The N-Queens problem is a classic combinatorial challenge in artificial intelligence, where the objective is to place n queens on an n×n chessboard such that no two queens threaten each other. As n increases, the search space expands factorially, demanding robust and scalable optimisation strategies. This study presents a comparative analysis of four algorithmic approaches: Depth-First Search (DFS), Hill Climbing, Simulated Annealing, and Genetic Algorithms. Each method was implemented in Python and tested across varying board sizes (n = 10, 30, 50, 100, 200) to evaluate solution accuracy, execution time, memory usage, and scalability.
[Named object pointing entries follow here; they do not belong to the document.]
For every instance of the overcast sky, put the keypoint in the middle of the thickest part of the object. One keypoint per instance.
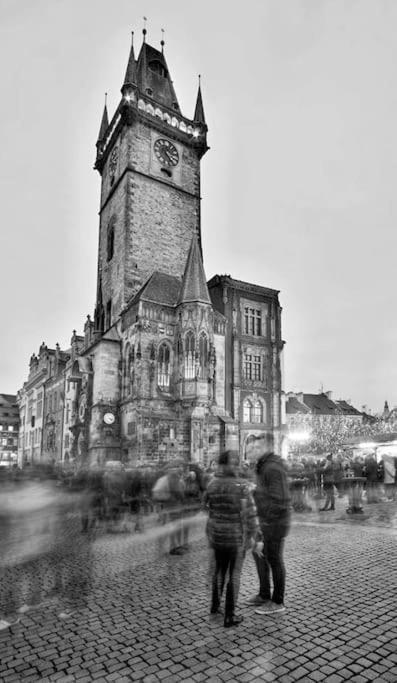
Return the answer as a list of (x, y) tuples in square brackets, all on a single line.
[(299, 186)]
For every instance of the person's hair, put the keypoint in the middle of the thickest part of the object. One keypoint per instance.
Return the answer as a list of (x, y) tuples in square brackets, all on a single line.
[(262, 460)]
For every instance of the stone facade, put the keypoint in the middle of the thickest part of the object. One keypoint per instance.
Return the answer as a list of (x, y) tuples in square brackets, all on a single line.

DFS proved reliable for smaller instances but became computationally infeasible as n grew. Hill Climbing showed efficiency for mid-sized boards but often stagnated in local optima beyond n = 100. Simulated Annealing consistently delivered high-quality solutions with excellent time and memory efficiency across all test cases. The Genetic Algorithm, while slower and more memory-intensive, achieved solutions for all tested n values after extensive tuning of hyperparameters.
The results highlight trade-offs between deterministic and stochastic approaches, emphasizing that no single algorithm outperforms across all dimensions. Simulated Annealing emerged as the most balanced method in terms of scalability and efficiency. This work contributes a practical benchmark for researchers evaluating optimisation techniques on NP-complete problems and provides a foundation for developing hybrid or parallelised methods for large-scale constraint satisfaction challenges.